Но, как бы скверно им не пришлось
самим бандитам – это были сущие цветочки в сравнении с тем, что
пришлось испытать запертым в трюмах беженцам. Стоило распахнуть
крышки люков – и наружу, отравляя чистый морской воздух, хлынули
густая вонь, запахи нечистот и рвотных масс. И звуки - крики,
рыдания, мольбы истерзанных заточением в поистине нечеловеческих
условиях людей.
Испытание теснотой, духотой, качкой
выдержали не все – в первом трюме умерло двое, во втором насчитали
четыре трупа. пленников не выдержали ужасных условий заточения и
скончались. Роман ждал, что умерших без затей выбросят за борт, но
нет – бандиты сбросили в люки холщовые мешки и потребовали зашить в
них тела – после чего запихнуть их поглубже прямо там, в трюмах, а
если кто вздумает протестовать - то мертвецов прибавится. Угроза
сопровождалась помахиванием автоматным стволом, так что
протестующих не нашлось. Роман же сделал вывод, что бандиты не
решились вытаскивать трупы на палубу – видимо, не хотели, чтобы эти
действия заметили с лодок, так и шныряющих вокруг парохода.

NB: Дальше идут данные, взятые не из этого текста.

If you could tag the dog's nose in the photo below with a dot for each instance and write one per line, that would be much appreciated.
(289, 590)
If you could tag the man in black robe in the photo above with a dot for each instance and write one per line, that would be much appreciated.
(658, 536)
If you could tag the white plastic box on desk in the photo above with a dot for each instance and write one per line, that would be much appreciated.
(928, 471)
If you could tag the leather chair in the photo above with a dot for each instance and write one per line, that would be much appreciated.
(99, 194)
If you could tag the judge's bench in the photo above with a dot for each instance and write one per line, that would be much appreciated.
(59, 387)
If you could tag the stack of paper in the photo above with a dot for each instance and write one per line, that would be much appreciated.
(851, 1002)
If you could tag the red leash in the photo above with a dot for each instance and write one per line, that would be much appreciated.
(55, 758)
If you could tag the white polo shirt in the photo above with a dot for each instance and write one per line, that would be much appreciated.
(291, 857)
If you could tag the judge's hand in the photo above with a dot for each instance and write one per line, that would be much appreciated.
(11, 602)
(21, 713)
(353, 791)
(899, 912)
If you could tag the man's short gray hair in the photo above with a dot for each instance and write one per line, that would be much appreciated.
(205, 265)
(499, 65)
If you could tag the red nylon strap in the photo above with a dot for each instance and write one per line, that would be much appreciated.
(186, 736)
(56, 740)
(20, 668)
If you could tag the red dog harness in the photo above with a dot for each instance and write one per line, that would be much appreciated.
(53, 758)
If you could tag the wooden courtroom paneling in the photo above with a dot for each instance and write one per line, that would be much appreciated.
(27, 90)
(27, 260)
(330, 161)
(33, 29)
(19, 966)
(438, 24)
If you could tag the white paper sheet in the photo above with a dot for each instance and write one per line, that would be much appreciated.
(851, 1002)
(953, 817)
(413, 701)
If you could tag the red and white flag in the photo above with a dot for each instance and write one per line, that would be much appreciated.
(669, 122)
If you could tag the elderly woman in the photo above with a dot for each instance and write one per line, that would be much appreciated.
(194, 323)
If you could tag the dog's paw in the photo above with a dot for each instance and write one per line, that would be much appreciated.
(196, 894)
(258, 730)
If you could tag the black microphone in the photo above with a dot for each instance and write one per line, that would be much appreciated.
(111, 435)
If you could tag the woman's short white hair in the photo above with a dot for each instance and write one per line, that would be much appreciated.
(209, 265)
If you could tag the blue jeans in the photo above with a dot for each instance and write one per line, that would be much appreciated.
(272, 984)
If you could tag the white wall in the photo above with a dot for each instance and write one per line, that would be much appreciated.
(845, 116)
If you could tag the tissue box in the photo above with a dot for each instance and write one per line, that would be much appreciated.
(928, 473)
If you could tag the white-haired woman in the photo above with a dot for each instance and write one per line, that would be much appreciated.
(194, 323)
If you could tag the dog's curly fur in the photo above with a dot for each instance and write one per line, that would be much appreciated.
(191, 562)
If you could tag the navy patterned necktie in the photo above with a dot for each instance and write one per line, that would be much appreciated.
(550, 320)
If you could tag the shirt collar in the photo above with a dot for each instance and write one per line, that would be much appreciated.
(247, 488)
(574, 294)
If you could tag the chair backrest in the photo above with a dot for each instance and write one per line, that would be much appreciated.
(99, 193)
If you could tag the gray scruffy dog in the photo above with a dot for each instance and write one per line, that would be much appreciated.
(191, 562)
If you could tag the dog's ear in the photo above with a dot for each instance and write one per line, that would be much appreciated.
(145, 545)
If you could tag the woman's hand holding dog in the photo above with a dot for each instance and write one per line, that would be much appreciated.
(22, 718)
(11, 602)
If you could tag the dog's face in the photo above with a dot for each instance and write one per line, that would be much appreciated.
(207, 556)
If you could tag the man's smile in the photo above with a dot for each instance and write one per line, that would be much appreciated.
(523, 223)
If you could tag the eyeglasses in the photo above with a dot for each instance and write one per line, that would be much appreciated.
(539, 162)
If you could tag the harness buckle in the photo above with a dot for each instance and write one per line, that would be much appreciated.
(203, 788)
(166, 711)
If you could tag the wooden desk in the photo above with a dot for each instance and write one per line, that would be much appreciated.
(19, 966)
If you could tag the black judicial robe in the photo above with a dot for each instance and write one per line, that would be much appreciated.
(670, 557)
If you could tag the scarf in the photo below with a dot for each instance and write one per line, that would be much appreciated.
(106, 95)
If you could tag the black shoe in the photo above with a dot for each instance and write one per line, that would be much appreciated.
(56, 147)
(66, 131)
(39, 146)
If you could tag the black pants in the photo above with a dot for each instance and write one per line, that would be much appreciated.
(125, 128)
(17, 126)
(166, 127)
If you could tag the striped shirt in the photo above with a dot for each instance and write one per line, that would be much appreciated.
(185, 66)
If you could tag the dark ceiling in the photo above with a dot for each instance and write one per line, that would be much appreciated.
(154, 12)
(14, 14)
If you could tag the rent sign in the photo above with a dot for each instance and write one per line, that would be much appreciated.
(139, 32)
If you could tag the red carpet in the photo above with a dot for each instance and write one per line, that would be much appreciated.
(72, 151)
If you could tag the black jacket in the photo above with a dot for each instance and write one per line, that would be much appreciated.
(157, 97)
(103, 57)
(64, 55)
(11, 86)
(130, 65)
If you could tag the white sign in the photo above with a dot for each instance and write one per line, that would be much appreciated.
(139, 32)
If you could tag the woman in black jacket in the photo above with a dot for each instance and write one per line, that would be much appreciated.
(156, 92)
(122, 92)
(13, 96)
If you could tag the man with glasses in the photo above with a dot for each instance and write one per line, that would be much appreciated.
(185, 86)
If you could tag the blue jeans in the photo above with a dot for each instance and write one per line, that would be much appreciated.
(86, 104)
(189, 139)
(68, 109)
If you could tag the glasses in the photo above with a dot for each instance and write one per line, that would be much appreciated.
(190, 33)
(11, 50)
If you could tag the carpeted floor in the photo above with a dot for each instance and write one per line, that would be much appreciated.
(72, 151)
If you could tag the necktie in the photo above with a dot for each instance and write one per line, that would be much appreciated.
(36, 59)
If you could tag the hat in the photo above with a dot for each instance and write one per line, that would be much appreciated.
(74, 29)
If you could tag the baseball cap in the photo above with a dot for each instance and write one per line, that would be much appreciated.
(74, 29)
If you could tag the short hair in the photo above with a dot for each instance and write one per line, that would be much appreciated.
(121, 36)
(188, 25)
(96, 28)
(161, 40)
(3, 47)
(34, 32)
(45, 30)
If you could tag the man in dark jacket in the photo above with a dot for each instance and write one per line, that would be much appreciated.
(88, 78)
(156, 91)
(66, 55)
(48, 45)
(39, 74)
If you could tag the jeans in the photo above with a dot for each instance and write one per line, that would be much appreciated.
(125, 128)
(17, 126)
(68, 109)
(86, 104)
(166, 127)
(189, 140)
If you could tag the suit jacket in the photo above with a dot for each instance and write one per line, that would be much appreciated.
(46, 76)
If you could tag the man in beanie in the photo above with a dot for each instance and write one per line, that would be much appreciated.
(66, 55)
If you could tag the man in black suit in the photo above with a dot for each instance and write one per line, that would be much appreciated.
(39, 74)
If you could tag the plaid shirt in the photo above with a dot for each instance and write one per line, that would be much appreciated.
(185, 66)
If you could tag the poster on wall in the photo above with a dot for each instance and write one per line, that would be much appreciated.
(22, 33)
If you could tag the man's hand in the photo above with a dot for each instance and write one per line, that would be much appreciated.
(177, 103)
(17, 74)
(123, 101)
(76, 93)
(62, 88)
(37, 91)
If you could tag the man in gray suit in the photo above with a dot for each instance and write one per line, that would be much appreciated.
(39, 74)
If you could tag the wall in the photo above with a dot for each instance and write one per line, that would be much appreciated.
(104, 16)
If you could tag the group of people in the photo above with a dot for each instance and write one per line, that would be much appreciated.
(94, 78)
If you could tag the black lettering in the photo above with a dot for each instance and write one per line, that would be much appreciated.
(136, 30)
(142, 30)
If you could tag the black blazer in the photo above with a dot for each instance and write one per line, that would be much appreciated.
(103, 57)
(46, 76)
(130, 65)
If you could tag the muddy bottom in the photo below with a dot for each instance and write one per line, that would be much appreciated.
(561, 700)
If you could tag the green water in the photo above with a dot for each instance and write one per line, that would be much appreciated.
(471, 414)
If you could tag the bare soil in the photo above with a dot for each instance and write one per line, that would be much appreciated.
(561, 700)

Кроме шестерых умерших пострадало ещё
десятка полтора пленников – от качки, толчков, ударов, швырявших
несчастных в темноте о стены, об углы дощатых нар, сколоченных в
трюмах, калеча, ломая кости… Теперь они умоляли помочь, дать хотя
бы бинты, чистую воду, и Роман вместе с бандитами принялся таскать
и спускать в люки пятилитровые пластиковые бутыли с водой –
содержимое их было мутное, нечистое, точно не из супермаркетов – и
кирпичи серого, скверно пропечённого хлеба. К хлебу добавили
десяток банок консервов; на недоумённый вопрос – «как же они их
будут открывать?» – последовало вполне ожидаемое «жрать захочут –
видкриють». Спрашивал Роман по-английски, с вкраплениями испанских
слов – меньше всего ему хотелось быть сейчас изобличённым. Это,
впрочем, было мало вероятно – бандиты, разобравшись с пленниками,
уползли в тень надстройки, расселись на раскладных стульях и стали
откупоривать банки с пивом.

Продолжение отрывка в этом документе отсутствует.